En 2023, Saïed serait-il venu à bout de ce dernier bastion démocratique de la région ? Plusieurs éléments nouveaux contredisent cette idée. Principale centrale syndicale tunisienne, l’Union générale tunisienne du travail (UGTT) a entamé un processus de concertation incluant notamment l’ordre des avocats et la ligue des droits de l’homme. Un processus qui rappelle l’initiative du dialogue national de 2013, qui contribua alors à faire sortir le pays de la crise politique dans laquelle il était alors plongé.

Autre fait marquant de ces derniers jours : le réveil d’une opposition enfin unie contre le pouvoir en place. Le 8 janvier, le Front de salut national (FSN), une coalition d’opposition dont fait partie le parti islamo-conservateur Ennahda, est parvenu à tenir un meeting en plein air près de Tunis. Et ce, malgré la volonté des forces policières présentes en nombre pour l’en empêcher.

Troisième élément, et non des moindre : la chute vertigineuse de la popularité de Kaïs Saïed.
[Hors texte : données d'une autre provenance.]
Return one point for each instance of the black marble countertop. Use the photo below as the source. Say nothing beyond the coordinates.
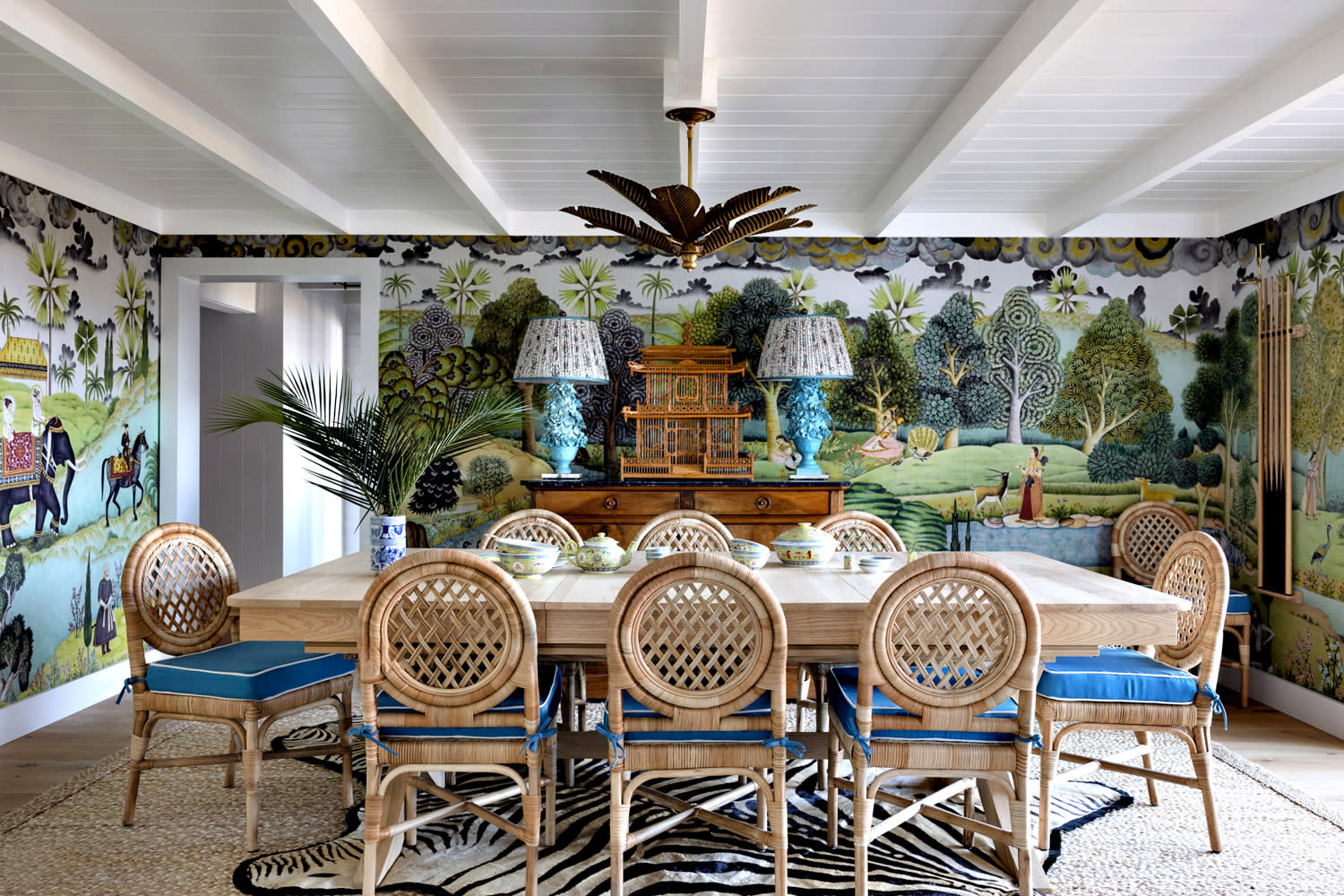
(685, 484)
Faute de sondage probant, elle se mesure à l’écart abyssal entre le score obtenu au deuxième tour de la présidentielle d’octobre 2019 par le président tunisien (72,7 % des suffrages), et la faiblesse de la participation (moins de 8 % des électeurs inscrits) au premier tour de l’élection législative de décembre 2022, décrétée par Saïed pour élire un parlement fantoche. Une pierre dans la chaussure d’un président qui, comme le rappelle le politiste Selim Kharrat, a fondé toute sa légitimité sur le soutien populaire dont il bénéficié au soir de son élection.

Privé de ce soutien, Saïed s’est lancé dans une fuite en avant basée sur la judiciarisation de la vie politique, et la répression de toute contestation grâce aux forces de l’ordre. Mais pourra-t-il seulement compter sur ce système judiciaire qu’il ne cesse d’instrumentaliser ? Le fait que le tribunal ait permis aux avocats d’Ayachi Hamami de plaider des heures durant semble démontrer que l’ensemble de l’appareil judiciaire n’est pas prêt à obéir à la moindre de ses injonctions. Défiance du peuple et de l’UGTT, union de l’opposition, faiblesse de l’économie et discrédit du pouvoir… En 2023, tous les facteurs paraissent réunis pour une contestation massive du pouvoir de Kaïs Saïed.